I started writing my own daily prayers when I went away to address some of my own garbage a few months back. Just like Hallmark cards, I've always felt most standard prayers I was taught as a kid were somewhat trite and I was never able to connect to them spiritually. That's not to say they aren't powerful, and a tremendous source of goodness for a lot of people. It's just that they don't resonate with me. I do not give people store bought cards for this same reason; it is extremely rare to find a card that would use the language I would use to express my feelings. Likewise, it is rare for me to find a standard prayer that allows me to connect deeply to God.
So I thought I would try my hand at writing my own prayers.

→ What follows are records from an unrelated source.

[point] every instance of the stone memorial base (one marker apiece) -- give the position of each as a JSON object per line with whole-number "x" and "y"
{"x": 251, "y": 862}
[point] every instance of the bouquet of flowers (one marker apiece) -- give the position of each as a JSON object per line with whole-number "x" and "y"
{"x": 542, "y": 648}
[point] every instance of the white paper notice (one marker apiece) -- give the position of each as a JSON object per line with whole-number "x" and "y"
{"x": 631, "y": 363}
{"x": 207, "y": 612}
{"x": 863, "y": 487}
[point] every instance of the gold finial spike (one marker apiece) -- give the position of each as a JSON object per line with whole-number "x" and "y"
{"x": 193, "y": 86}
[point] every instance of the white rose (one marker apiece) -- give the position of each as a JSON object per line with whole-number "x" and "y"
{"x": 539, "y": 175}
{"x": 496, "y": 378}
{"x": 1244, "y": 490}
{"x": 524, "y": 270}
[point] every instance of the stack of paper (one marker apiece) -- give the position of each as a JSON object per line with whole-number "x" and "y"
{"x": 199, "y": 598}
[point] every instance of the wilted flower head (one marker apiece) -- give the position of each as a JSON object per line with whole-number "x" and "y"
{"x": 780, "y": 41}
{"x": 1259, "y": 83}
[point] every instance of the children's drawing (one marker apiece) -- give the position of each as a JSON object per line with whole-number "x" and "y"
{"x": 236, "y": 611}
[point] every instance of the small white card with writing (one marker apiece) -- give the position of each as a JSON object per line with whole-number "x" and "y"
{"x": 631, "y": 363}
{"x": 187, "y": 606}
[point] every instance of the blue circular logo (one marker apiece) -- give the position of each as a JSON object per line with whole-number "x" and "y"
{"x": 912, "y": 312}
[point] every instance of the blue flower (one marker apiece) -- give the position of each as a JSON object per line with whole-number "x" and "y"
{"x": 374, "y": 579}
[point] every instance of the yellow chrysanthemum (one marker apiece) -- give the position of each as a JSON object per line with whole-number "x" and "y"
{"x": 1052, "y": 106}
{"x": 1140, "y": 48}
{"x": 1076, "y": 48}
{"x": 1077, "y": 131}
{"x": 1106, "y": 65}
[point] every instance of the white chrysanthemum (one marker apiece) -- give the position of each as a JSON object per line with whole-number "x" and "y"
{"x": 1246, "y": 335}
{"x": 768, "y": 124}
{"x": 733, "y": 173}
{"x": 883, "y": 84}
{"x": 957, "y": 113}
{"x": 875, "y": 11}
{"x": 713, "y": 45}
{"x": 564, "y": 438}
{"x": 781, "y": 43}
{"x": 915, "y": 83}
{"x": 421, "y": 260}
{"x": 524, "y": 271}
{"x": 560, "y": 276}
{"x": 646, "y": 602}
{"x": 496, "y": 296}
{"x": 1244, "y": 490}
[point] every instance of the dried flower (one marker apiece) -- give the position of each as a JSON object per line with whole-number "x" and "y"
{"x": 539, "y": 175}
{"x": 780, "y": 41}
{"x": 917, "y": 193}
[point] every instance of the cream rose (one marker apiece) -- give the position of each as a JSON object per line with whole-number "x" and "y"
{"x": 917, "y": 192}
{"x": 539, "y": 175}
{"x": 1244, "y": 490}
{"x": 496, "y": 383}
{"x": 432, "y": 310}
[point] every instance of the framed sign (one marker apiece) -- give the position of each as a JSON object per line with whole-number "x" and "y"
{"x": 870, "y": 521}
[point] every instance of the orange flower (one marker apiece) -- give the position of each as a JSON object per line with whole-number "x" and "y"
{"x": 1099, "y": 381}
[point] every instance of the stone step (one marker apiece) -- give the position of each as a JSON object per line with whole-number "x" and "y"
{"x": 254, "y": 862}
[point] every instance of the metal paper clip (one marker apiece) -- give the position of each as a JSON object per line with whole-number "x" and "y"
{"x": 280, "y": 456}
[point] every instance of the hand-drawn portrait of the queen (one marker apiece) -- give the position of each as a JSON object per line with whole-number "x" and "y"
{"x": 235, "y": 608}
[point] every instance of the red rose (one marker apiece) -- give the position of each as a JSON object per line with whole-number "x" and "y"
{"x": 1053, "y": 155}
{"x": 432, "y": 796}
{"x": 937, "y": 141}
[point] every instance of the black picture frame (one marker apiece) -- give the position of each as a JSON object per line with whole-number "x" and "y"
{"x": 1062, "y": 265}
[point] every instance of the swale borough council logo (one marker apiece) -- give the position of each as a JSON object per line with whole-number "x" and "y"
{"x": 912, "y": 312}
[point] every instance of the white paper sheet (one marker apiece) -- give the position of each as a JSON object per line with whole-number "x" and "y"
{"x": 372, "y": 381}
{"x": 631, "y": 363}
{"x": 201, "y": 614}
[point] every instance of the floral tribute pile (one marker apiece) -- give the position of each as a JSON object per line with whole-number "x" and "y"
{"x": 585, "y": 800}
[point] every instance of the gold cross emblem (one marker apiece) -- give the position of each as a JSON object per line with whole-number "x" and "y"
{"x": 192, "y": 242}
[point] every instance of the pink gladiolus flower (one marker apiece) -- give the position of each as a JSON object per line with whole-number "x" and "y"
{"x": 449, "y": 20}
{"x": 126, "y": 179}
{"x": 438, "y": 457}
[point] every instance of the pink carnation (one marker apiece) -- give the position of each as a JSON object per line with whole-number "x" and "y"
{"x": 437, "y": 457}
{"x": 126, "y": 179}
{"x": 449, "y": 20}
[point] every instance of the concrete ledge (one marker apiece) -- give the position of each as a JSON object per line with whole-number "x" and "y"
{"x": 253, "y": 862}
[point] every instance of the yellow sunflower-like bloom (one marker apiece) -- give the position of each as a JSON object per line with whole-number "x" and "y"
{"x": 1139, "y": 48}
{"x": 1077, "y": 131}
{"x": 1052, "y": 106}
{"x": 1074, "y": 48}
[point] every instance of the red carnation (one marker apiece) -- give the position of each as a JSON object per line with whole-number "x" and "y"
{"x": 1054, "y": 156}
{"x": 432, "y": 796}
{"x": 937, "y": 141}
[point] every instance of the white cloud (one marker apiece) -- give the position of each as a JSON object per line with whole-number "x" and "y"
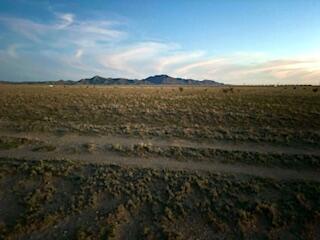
{"x": 78, "y": 53}
{"x": 64, "y": 41}
{"x": 66, "y": 20}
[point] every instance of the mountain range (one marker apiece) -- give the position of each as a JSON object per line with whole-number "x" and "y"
{"x": 152, "y": 80}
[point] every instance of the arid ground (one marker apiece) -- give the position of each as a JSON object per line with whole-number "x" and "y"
{"x": 89, "y": 162}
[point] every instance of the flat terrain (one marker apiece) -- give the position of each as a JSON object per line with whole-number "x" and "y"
{"x": 85, "y": 162}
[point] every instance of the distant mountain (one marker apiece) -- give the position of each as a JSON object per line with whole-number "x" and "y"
{"x": 106, "y": 81}
{"x": 153, "y": 80}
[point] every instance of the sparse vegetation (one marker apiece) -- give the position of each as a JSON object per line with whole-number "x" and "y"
{"x": 93, "y": 199}
{"x": 258, "y": 114}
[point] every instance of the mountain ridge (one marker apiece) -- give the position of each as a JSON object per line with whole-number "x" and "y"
{"x": 162, "y": 79}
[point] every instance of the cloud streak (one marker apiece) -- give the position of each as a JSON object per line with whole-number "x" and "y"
{"x": 99, "y": 46}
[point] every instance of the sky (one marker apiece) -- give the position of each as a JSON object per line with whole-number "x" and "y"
{"x": 230, "y": 41}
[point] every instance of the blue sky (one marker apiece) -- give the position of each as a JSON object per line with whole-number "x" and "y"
{"x": 232, "y": 41}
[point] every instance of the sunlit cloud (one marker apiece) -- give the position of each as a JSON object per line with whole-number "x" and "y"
{"x": 79, "y": 48}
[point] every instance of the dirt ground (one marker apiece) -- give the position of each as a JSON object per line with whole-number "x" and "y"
{"x": 159, "y": 163}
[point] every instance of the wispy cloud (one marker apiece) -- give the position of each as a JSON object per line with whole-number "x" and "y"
{"x": 78, "y": 47}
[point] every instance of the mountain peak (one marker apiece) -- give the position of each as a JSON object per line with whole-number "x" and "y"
{"x": 161, "y": 79}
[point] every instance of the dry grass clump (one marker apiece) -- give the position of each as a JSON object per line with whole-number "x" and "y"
{"x": 267, "y": 114}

I took pieces of prayers, quotes and other inspiring writings I have read and created my own. Words that express my deepest struggles, allow me to connect to God, express my most sincere gratitude and ask for humility. Here is one of the prayers I wrote, that I repeat each day:
"My creator, I am now willing that you should have all of me, good and bad. I accept every single character defect as part of my human condition. I pray that you remove any arrogance to my shortcomings, so I do not allow them to stand in the way of my usefulness to You and my fellows. Grant me strength, as I go out from here to do your bidding."
Recognizing our shortcomings is essential to being the best person we can be. If we aren't acknowledging them, we aren't on a corrective path. If all we do is focus on them, we aren't seeing all of the good we have within us. It is a delicate balance of acknowledging our good, while accepting our flaws. Both are essential elements of who we are.
Rather than hiding from our faults, or obsessing about changing them, we need to learn to accept them. That doesn't mean we give ourselves a free pass to ignore them, it merely allows us to be aware of them and do constructive work around managing them. Look at your shortcomings and ask questions like, "where are these coming from?" "How am I acting out my shortcomings in the world?" "How can I dampen my weaknesses and build upon my strengths?"
A prayer in the Alcoholics Anonymous Big Book asks for God to "remove all of my shortcomings." I don't like this. Not only does it seems impossible, but it also seems as if I would be asking for a part of who I am to be removed. Rather than asking God to remove my shortcomings, I'd rather work towards self-awareness and self-control to manage them.
Waiting for all of our shortcomings to be removed seems to me a pretty ridiculous path to take in becoming better and I'm afraid I would be waiting forever. Instead, I will focus on learning all I can about every part of me, the good and the bad. Then take action, with God's help, to manage all of the traits I have been given.